Job Overview
-
Date PostedNovember 2, 2024
-
Location
-
Expiration date--
Job Description
We are looking for a skilled and experienced GCP Data Lead Engineer to join our Data team in Hyderabad location.
About the job
Position: GCP Data Engineering – Lead Programmer Analyst
Total Experience: Minimum 5 yrs to 7 yrs of experience.
Notice Period: Immediate -15 days
Must have skills: GCP Cloud, GCS, BigQuery, Python, PySpark, DWH Architecture, ETL, SQL
Job Description: GCP Data Engineering – Lead Programmer Analyst
We are seeking a highly skilled and knowledgeable Data Engineer to join our Data Management team on a transformative Move to Cloud (M2C) project. The ideal candidate will have a strong background in creating robust data ingestion pipelines and a deep understanding of ETL processes, particularly within the Google Cloud Platform ecosystem and using tools such as dbt Labs over BigQuery.
Responsibilities:
- Develop and maintain scalable and reliable data pipelines using PySpark and SQL to support the migration from Oracle's on-premises data warehouse (structured data source) and unstructured data sources to BigQuery.
- Design and implement bulletproof data ingestion and integration processes that ensure data quality and consistency.
- Use the dbt tool to create and manage ETL processes that transform and load data efficiently from/into BigQuery.
- Ensure the resilience and efficiency of data transformation jobs that can handle large volumes of data within a cloud-based architecture.
- Work closely with our Data Engineers to gather requirements for the currently developed data pipelines.
- Provide expertise in GCP services like DataProc, DataFlow, Cloud Functions, Workflows, Cloud Composer, and BigQuery, advocating for best practices in cloud-based data management.
- Collaborate with data architects and other stakeholders to optimize data models and warehouse design for the cloud environment.
- Develop and implement monitoring, quality, and validation processes to ensure the integrity of data pipelines and data.
- Document all data engineering processes and create clear specifications for future reference and compliance.
Requirements:
- Bachelor's or Master’s degree in Computer Science, Engineering, or a related field.
- Minimum of 5 years of experience as a Data Engineer with a focus on cloud-based solutions.
- Proficient in GCP services, with a strong emphasis on data-related products such as DataProc, DataFlow, Cloud Functions, Workflows, Cloud Composer, and BigQuery.

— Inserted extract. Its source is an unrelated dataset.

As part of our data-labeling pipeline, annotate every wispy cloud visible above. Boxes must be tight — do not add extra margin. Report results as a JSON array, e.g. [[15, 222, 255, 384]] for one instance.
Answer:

- Extensive experience with ETL tools, particularly dbt Labs, and a clear understanding of ETL best practices.
- Experience in building and optimizing data pipelines, architectures, and data sets from structured/unstructured data sources.

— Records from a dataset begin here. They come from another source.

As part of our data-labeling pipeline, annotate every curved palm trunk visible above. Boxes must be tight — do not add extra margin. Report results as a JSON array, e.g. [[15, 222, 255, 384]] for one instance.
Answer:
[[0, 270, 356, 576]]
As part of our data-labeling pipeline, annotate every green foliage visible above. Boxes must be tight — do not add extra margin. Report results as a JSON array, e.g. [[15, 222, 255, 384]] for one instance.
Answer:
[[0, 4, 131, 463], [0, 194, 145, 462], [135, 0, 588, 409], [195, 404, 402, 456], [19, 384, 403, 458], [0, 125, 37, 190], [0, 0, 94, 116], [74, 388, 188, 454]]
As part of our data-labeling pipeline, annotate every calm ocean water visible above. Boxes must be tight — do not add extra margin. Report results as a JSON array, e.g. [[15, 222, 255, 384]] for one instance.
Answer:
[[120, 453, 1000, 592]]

- Strong analytical skills with the ability to understand complex requirements and translate them into technical solutions.
- Excellent problem-solving abilities and a commitment to quality.
- Strong communication skills, with the ability to work collaboratively in a team environment.
- Relevant certifications in the Google Cloud Platform or other data engineering credentials are desirable.
- Proficiency in SQL and Python with knowledge of Spark.
- Fluent in English, with strong written and verbal communication skills.